Riverwind fue con él. La nieve había caído con menos intensidad en esa zona y apenas cubría el suelo con una ligera capa blanca. Tras internarse unos tres kilómetros en el bosque, llegaron a las ruinas del pueblo y los cadáveres calcinados de los enanos gullys.

—Pobres infelices —dijo Riverwind, fruncido el entrecejo en un gesto de cólera.

—Intentaron huir, no tenían intención de luchar —comentó Garra de Águila.

—No, unos gullys nunca lo harían —convino Riverwind.

—Los abatieron mientras huían de sus atacantes. Mira esto… Flechas en la espalda, cuerpos decapitados, niños despedazados. Y allí. —Señaló huellas con garras, marcadas en el barro helado—. Fueron draconianos los que hicieron esto.

—¿Algún rastro reciente de esas bestias?

—No. El ataque tuvo lugar hace días —repuso Garra de Águila—. Las cenizas están frías y los atacantes se marcharon hace mucho tiempo. Pero ven a ver algo más que hemos encontrado.

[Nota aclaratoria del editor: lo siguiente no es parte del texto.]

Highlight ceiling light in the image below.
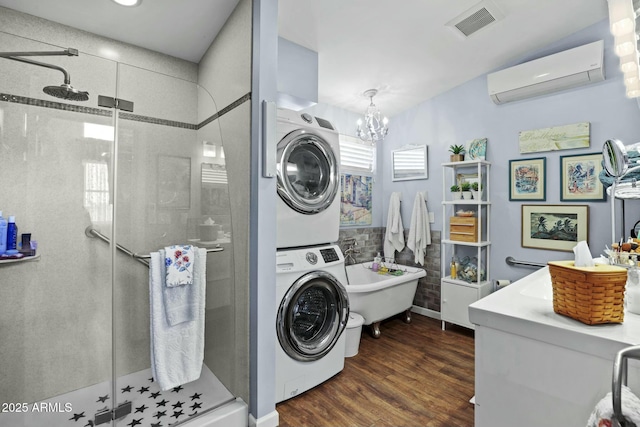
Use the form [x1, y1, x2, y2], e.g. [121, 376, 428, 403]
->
[113, 0, 142, 6]
[356, 89, 389, 141]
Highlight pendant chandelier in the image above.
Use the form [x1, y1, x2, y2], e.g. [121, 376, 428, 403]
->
[356, 89, 389, 141]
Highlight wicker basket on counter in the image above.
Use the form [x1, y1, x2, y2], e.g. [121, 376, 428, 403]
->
[549, 261, 627, 325]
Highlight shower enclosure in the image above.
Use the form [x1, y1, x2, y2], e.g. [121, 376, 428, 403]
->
[0, 32, 248, 427]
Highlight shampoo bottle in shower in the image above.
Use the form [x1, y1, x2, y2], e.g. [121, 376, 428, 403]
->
[0, 211, 8, 255]
[7, 215, 18, 255]
[371, 252, 382, 271]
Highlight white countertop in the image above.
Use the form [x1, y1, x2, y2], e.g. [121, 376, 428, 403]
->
[469, 267, 640, 358]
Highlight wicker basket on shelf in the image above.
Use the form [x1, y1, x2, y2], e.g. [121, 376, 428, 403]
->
[549, 261, 627, 325]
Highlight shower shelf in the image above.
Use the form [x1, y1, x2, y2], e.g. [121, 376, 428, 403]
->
[0, 255, 40, 265]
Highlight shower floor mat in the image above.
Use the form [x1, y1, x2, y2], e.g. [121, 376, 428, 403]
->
[0, 365, 235, 427]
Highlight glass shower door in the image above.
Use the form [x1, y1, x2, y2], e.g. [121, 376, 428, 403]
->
[114, 64, 235, 426]
[0, 33, 116, 427]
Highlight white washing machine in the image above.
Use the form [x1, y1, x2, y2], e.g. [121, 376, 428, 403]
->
[276, 109, 340, 249]
[275, 245, 349, 403]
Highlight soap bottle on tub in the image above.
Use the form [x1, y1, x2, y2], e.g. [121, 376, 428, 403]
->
[371, 252, 382, 272]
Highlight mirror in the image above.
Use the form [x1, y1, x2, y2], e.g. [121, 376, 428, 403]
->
[391, 145, 429, 181]
[602, 139, 640, 178]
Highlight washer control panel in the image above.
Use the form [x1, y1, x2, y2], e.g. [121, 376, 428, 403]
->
[320, 248, 340, 263]
[305, 252, 318, 265]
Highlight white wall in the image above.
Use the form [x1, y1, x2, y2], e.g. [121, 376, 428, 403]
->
[381, 21, 640, 286]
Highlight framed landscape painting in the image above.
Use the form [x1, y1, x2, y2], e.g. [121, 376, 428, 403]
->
[509, 157, 547, 202]
[522, 205, 589, 252]
[560, 153, 607, 202]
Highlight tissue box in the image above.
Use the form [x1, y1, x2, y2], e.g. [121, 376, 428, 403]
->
[549, 261, 627, 325]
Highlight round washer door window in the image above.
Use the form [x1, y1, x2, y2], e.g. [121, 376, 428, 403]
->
[276, 271, 349, 361]
[277, 129, 340, 214]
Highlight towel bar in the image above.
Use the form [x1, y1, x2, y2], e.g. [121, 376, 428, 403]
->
[504, 256, 547, 268]
[84, 226, 224, 267]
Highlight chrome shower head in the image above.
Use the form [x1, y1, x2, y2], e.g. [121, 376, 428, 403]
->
[0, 48, 89, 101]
[42, 83, 89, 101]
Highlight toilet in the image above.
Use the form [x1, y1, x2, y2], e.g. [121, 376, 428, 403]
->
[344, 312, 364, 357]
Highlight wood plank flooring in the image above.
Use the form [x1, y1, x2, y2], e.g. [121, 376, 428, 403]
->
[276, 313, 474, 427]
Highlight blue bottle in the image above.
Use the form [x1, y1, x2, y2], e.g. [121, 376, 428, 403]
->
[0, 211, 8, 255]
[7, 215, 18, 255]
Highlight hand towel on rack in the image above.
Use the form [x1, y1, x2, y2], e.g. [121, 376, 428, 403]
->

»Aquí —señaló unas huellas—. Y aquí. Y aquí y aquí. Y esto.

Apuntó hacia una cuchara doblada de latón que se había colocado con delicadeza sobre el cadáver de un niño gully, así como una ramita de pino y una pluma blanca.

—Un presente a los muertos —musitó—. Éstas huellas pertenecen a un kender.

Riverwind miró alternativamente la cuchara y el pequeño cuerpo y luego sacudió la cabeza.

—Conozco esa cuchara. Pertenece a Hederick.

—Se le debió de caer —comentó Garra de Águila, y los dos hombres sonrieron.

—Las huellas de Tasslehoff están por todas partes y hay más, dos juegos de pisadas que se mantienen juntas, unas de pies grandes y las otras de pies pequeños. Aquí se ve la marca de la punta de un bastón.

—Caramon y Raistlin. Así que llegaron hasta aquí —dijo Riverwind.

—Aquí el semielfo ha dejado su habitual marca para señalar el camino y hay marcas de botas claveteadas de un enano. Y ésas son del caballero, Sturm Brightblade. Como verás, estuvieron aquí hablando durante un rato. Las huellas se hunden bastante en el barro. Después partieron en esa dirección, hacia la montaña.

—Nuestros amigos están vivos y juntos, a no ser —vaciló Riverwind y su expresión se ensombreció— que estuvieran aquí cuando los draconianos atacaron.

—Creo que no, que vinieron después. Allí puedes ver las huellas de sus pies en las cenizas. Fuera por la razón que fuera, los draconianos no llevaron a cabo esta matanza a causa de nuestros amigos. Supongo que lo harían por el mero placer de matar.

—Es posible —dijo Riverwind, aunque sin convicción. No quería decir en voz alta sus pensamientos porque, aunque no lo sabía, llevaban el mismo curso que las especulaciones de Raistlin: que los enanos gullys habían muerto por una razón—. No contéis nada de lo que habéis visto aquí, no hay por qué preocupar a los demás. Como tú mismo has dicho, quien hizo esto hace mucho tiempo que se marchó.

Garra de Águila estuvo de acuerdo, y él y el resto de los exploradores regresaron al campamento para comer y descansar. Se pondrían en marcha muy pronto al día siguiente para emprender la subida a la montaña.

Dejó de nevar durante la noche, el aire se hizo más cálido y el viento sopló desde otra dirección, procedente del océano del oeste. La nieve empezó a derretirse y Riverwind, antes de quedarse dormido, se preocupó ante la posibilidad de que el sol brillara al día siguiente y los dragones regresaran.

Los dioses no los habían olvidado. Cuando amaneció, no se veía el sol. Una espesa niebla salía en volutas de la nieve y ascendía por encima de los pinos. Envueltos en aquel manto gris, los refugiados esperaron en el bosque mientras Gilthanas, Riverwind y cuatro exploradores subían por la cara de la montaña en dirección al agujero abierto en la ladera que quizás era o quizás no una de las Puertas de Thorbardin.